Etes-vous sûr du diagnostic ?

Ce à quoi il faut faire attention dans l’anamnèse

Le pityriasis lichenoides chronica (PLC) est rarement aussi symptomatique qu’alarmant. Lorsque cette forme de parapsoriasis a été décrite dans la littérature, elle a été regroupée dans la catégorie des « éruptions rythmiques » en raison de l’éruption inexplicable de lésions multiples suivie de l’involution et de la disparition progressives de cette culture. Étant donné l’absence de symptômes, de nombreux patients ont tendance à l’ignorer et, compte tenu de l’histoire naturelle de la maladie, qui se caractérise par une involution spontanée, leurs souhaits tendent à se réaliser – la maladie disparaît. Ainsi, l’histoire d’une éruption rythmique qui s’estompe est un élément clé de l’anamnèse. En outre, les lésions ont tendance à disparaître avec l’exposition au soleil, de sorte que le visage et les zones de la peau exposées au soleil de façon répétitive ont tendance à échapper à l’éruption rythmique tandis que les lésions du tronc et des extrémités proximales dominent.

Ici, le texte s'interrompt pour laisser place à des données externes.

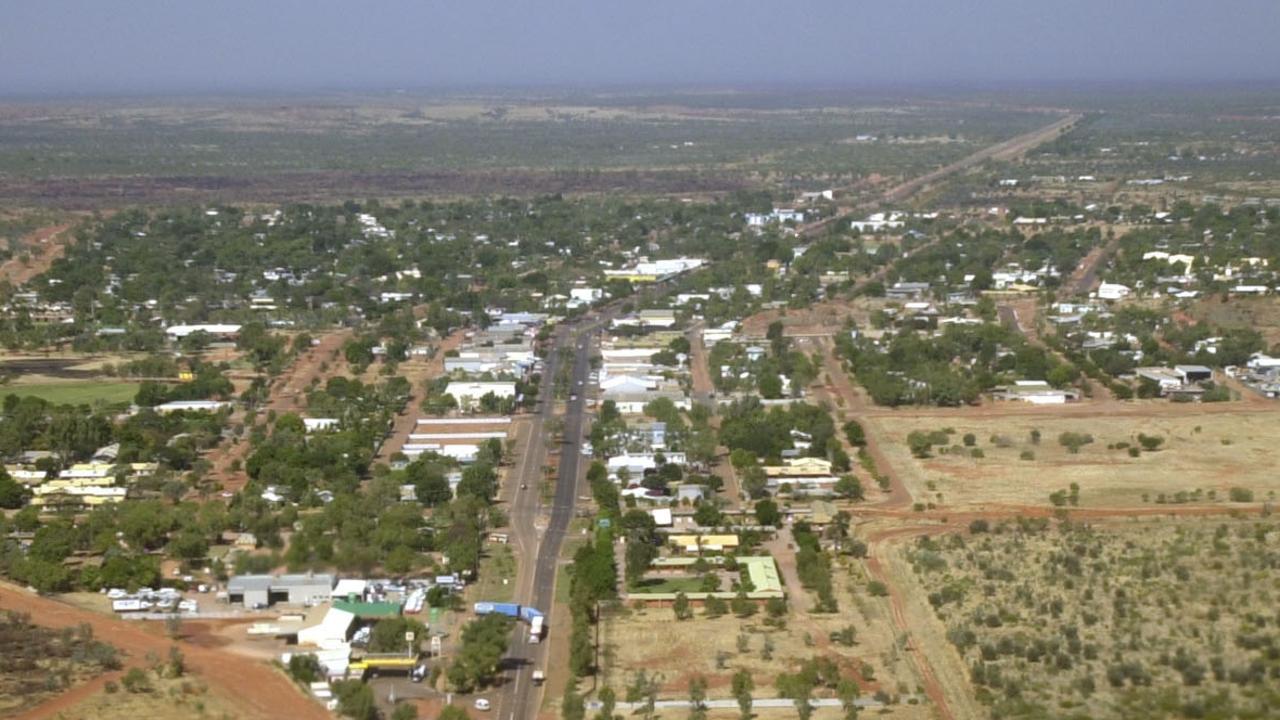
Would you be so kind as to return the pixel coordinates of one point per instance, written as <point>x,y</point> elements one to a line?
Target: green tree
<point>743,686</point>
<point>767,513</point>
<point>681,606</point>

Résultats caractéristiques de l’examen physique

Une caractéristique clé de la PLC qui aide à la différencier du mycosis fongoïde est la nature monomorphe des lésions et leur distribution synchrone dans le temps (figure 1). Les lésions individuelles varient en taille de 4 à 40 mm avec une lésion primaire papulosquameuse ovale. Les grands axes des lésions ovales ont tendance à être parallèles. Un endroit caractéristique où l’on peut observer une configuration en chapelet de ces lésions est la région axillaire ou inguinale. Sur le dos, une configuration semblable à celle d’un « arbre de Noël » peut également apparaître à partir de lésions ovales parallèles qui se drapent vers le bas et s’éloignent de la colonne vertébrale (le tronc d’arbre).

Figure 1.

Les lésions de PLC présentent une morphologie monotone de lésions à peu près de même taille sur un patient donné, comme le montre ici la cuisse.

Résultats attendus des études diagnostiques

Le résultat le plus surprenant de la biopsie est que si le pathologiste ne sait pas qu’il s’agit d’une éruption monomorphe de petites papules, la pathologie peut être interprétée comme étant suspecte de mycosis fongoïde. Typiquement, on observe un infiltrat lichénoïde très focal avec une parakératose sus-jacente. Les lymphocytes épidermotropes ne sont pas inhabituels. Si la suspicion de mycosis fongoïde est confirmée, la prochaine découverte surprenante est qu’il existe souvent une clonalité des cellules T par des études moléculaires. Ce sont les traits caractéristiques de cette éruption rythmique récurrente bénigne.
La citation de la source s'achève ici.